Sinais online que realmente contam
No canary, erros HTTP e latência média não são suficientes. Monitorize a taxa de ausência de resposta, o abandono após a primeira resposta, as perguntas repetidas, a taxa de transferência para atendimento humano, os cliques em fontes, os erros de esquema e as interrupções de ferramentas separadamente para o modelo base e para o candidato. Um rastreio comum liga a versão do modelo, a versão do prompt, os resultados de recuperação e os passos das ferramentas, sem armazenar dados pessoais desnecessários. O nosso artigo sobre observabilidade em chatbots explica este registo em detalhe.
Compare também os custos por caso resolvido com sucesso em vez de apenas o custo por milhão de tokens. Um modelo mais barato que gere mais pedidos de esclarecimento ou intervenção humana pode ser operacionalmente mais dispendioso. Por outro lado, um pequeno aumento na latência pode ser aceitável se vier acompanhado de respostas comprovadamente mais precisas numa classe de risco importante.
Rollback é uma funcionalidade, não um documento
O caminho de regresso deve ser tecnicamente testado antes da primeira fase canary. O ID do modelo e os respetivos parâmetros pertencem a uma configuração versionada ou a um feature flag controlado. Enquanto o fornecedor continuar a suportar a versão anterior, esta permanece disponível como alvo de fallback durante o canary; antes da sua data de desativação, é necessário ter um fallback adicional suportado. As conversas existentes devem permanecer de forma consistente no seu modelo original ou mudar de acordo com uma regra expressamente testada.

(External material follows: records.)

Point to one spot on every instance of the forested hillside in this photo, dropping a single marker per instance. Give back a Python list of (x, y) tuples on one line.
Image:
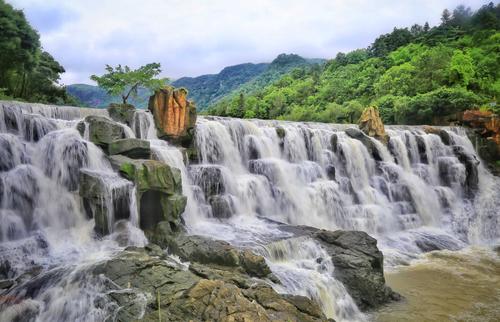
[(414, 75), (27, 72), (206, 90)]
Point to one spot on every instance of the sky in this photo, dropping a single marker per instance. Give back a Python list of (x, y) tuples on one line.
[(195, 37)]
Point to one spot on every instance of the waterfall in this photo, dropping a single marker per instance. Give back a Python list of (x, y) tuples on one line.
[(43, 227), (415, 194)]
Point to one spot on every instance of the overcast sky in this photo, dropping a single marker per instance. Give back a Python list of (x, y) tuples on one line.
[(194, 37)]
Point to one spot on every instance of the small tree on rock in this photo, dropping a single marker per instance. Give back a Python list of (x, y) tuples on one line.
[(122, 80)]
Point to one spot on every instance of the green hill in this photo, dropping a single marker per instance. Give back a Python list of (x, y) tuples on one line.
[(414, 75), (207, 90)]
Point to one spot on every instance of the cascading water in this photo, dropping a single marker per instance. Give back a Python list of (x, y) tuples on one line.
[(415, 194), (46, 242)]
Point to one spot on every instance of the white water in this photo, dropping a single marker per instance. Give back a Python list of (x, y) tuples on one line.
[(415, 195)]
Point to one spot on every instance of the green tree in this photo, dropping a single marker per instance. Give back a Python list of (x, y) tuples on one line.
[(121, 80)]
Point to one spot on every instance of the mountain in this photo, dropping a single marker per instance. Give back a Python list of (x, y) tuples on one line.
[(94, 96), (206, 90)]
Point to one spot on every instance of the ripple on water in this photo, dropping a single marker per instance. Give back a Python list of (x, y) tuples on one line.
[(446, 286)]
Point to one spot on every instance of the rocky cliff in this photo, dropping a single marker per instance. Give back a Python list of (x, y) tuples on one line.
[(174, 114)]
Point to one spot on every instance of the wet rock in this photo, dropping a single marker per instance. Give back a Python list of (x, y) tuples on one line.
[(103, 131), (280, 132), (178, 294), (98, 197), (6, 284), (443, 134), (330, 172), (174, 114), (123, 113), (210, 178), (158, 188), (132, 148), (367, 142), (222, 206), (219, 253), (471, 172), (358, 265), (371, 124)]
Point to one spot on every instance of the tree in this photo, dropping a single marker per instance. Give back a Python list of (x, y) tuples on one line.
[(122, 80)]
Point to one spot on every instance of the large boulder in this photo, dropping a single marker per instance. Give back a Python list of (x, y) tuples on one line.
[(158, 189), (365, 139), (123, 113), (371, 124), (358, 265), (106, 198), (132, 148), (103, 131), (174, 114), (484, 131), (200, 293)]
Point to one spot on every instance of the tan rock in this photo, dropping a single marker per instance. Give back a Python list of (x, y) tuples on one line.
[(174, 114), (371, 124)]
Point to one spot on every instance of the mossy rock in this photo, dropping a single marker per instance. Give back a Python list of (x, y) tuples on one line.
[(133, 148)]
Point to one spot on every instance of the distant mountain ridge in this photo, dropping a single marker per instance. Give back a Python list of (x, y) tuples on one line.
[(205, 90)]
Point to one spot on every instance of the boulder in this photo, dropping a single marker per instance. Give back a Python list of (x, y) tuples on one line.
[(218, 253), (174, 114), (358, 265), (367, 142), (132, 148), (158, 189), (484, 132), (371, 124), (123, 113), (200, 293), (103, 131), (471, 163), (443, 134), (222, 206)]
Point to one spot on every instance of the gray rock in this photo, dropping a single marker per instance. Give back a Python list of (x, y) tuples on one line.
[(131, 147), (366, 140), (103, 131)]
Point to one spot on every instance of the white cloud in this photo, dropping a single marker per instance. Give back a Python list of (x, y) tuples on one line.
[(193, 37)]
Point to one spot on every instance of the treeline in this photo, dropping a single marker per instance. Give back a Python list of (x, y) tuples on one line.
[(27, 72), (414, 75)]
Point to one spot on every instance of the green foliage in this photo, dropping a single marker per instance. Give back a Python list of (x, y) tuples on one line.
[(125, 81), (416, 75), (26, 71)]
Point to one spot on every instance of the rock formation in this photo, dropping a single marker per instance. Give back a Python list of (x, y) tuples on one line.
[(371, 124), (485, 135), (174, 115)]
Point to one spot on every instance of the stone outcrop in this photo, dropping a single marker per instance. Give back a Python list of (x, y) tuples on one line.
[(358, 263), (102, 131), (98, 197), (198, 293), (174, 114), (371, 124), (485, 135), (367, 142), (132, 148), (158, 189), (123, 113)]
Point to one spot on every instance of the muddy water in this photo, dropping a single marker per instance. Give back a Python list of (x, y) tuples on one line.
[(447, 286)]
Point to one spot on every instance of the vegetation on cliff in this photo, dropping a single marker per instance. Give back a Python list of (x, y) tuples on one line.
[(414, 75), (27, 72)]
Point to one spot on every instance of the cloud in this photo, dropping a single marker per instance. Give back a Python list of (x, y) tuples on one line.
[(193, 37)]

Defina gatilhos rigorosos: por exemplo, um erro de esquema numa ação de escrita, uma degradação numa intenção relevante para a segurança, um aumento claro na taxa de erros ou o incumprimento do orçamento de latência. Ao surgir esse sinal, a reversão é efetuada automaticamente ou por uma equipa de piquete claramente designada. Depois disso, os logs, a versão do candidato e a amostra afetada são preservados para analisar a causa raiz. Um processo preparado é muito mais robusto do que um deploy de código improvisado; adicionalmente, ajuda ter um playbook de resposta a incidentes.
Lista de verificação para aprovação
- Registar a data de desativação, o modelo de substituição e os endpoints afetados a partir da documentação oficial do fornecedor.
- Fixar a base e o candidato com configurações inalteradas de prompt, recuperação e ferramentas.
- Dividir o Golden Set por intenção, idioma e classe de risco; adicionar casos de limite e padrões de erro reais.
- Definir gates rigorosos para fidelidade às fontes, saídas estruturadas, ferramentas, segurança e transferência para atendimento humano.
- Medir latência, taxa de erros, tokens e custo por caso resolvido.
- Manter a atribuição canary estável para conversas completas e excluir inicialmente funcionalidades sensíveis.
- Documentar fases, amostragem mínima, duração de observação e limites de cancelamento antes do rollout.
- Testar tecnicamente o rollback, atribuir responsáveis e manter disponível um alvo de fallback suportado pelo fornecedor.
- Após atingir 100 por cento, continuar a monitorizar e expandir o Golden Set com novos casos descobertos em produção.
Conclusão: O nome do modelo é apenas o início
Uma mudança controlada do modelo base combina qualidade do produto e segurança operacional. Avisos oficiais do ciclo de vida definem o prazo, evals fornecem provas de adequação, o tráfego canary limita o impacto de erros desconhecidos e um rollback testado reduz o tempo de resposta. Quem estabelece estes quatro pilares como um processo repetível pode adotar novos modelos sem transformar o chatbot do seu site num teste em tempo real para todos os utilizadores.